Friday, September 15, 2006

Sensitivity Training

How many working Moms do you know?

How many of them had a job when they first got pregnant?

How many of them of them came back to work after maternity leave and still breast-fed their infants?

Why did those that stopped breast-feeding, stop?

Were those that continued to breast-feed, allowed to pump at work?

Through Pandagon (Pam Spaulding), we find that the NY Times has an article that details the difference from low-income moms and medium to high income moms.

Apparently, the less money you make, the more likely you're working in an environment NOT condusive to breast-pumping. Why am I not surprised that male managers tend to make lives hard for these women thus ensuring the cycle of obesity among low income workers continues?
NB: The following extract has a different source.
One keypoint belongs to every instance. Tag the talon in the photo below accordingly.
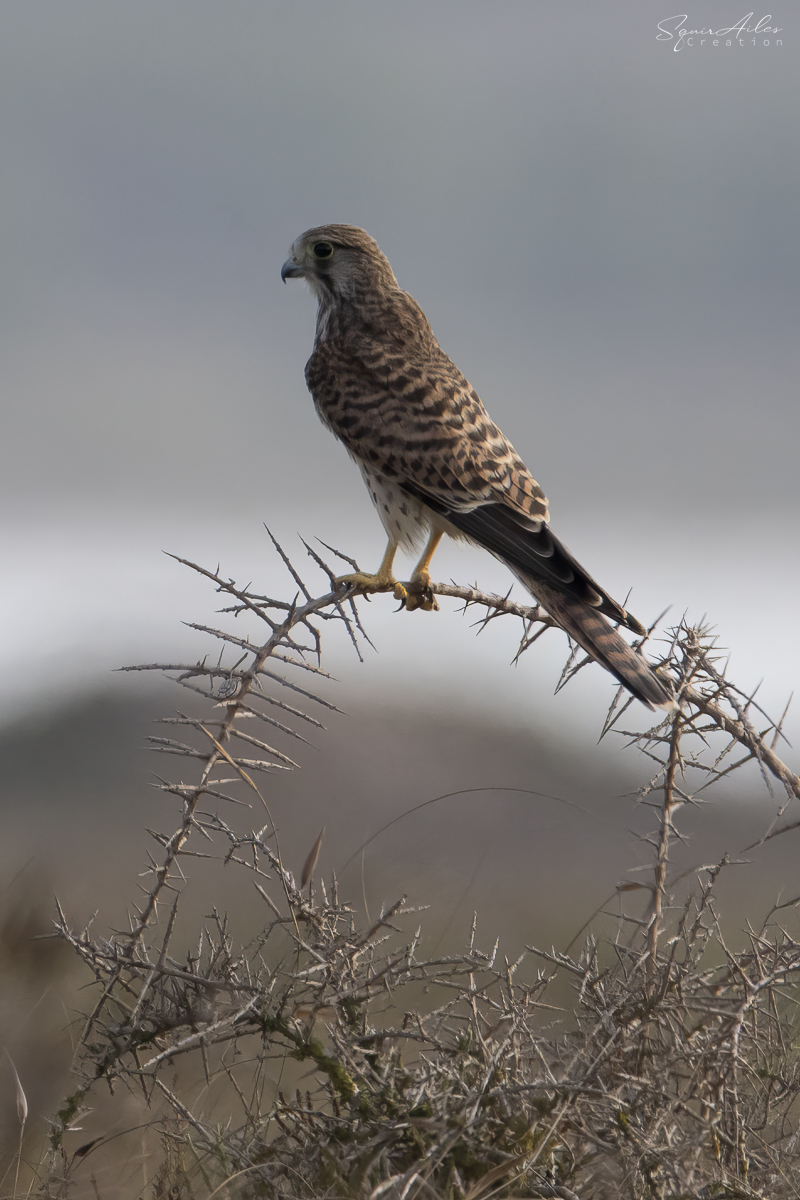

Yes, you heard that right. Breast milk, the wonder drug that is produced by most mothers, will prevent obesity. It will also provide much needed antibodies, and god knows what else, all to the benefit of the infant.
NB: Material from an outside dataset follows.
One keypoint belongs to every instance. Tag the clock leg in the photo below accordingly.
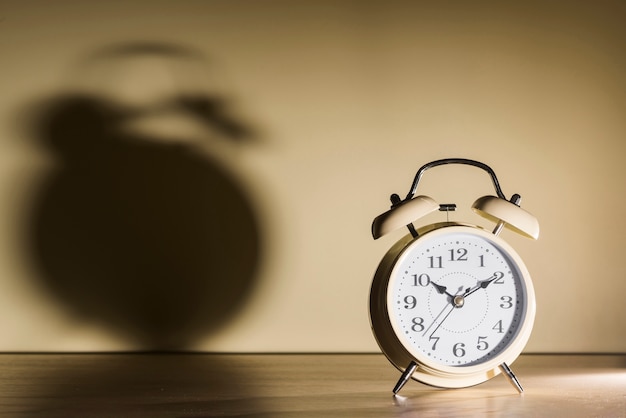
(511, 376)
(405, 377)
Why do I care so much? My sister received breast milk. Unfortunately, my mother had a tumor growing inside her when she gave birth to me, and she hemorraghed during my birth. Every year, on my birthday, my mother tells me about this time when she nearly died (I'm not sure if it's to convince herself of her resilience or to make me beholden to her but I can tell you the story in English, Cantonese AND Shanghainese). Because of her near death experience during my popping out of her womb, she had no milk to give me. (Milk ducts close up if they don't release milk every few hours; HENCE THE IMPORTANCE OF PUMPING BREAST MILK).

My sister has never been really sick a day in her life (this past hospital stay doesn't really count, since it was an infected ovary that burst). I've been sick probably about 1/6th of my life.

Managers need to get some sensitivity training and start allowing women to pump milk at work. It's for the future.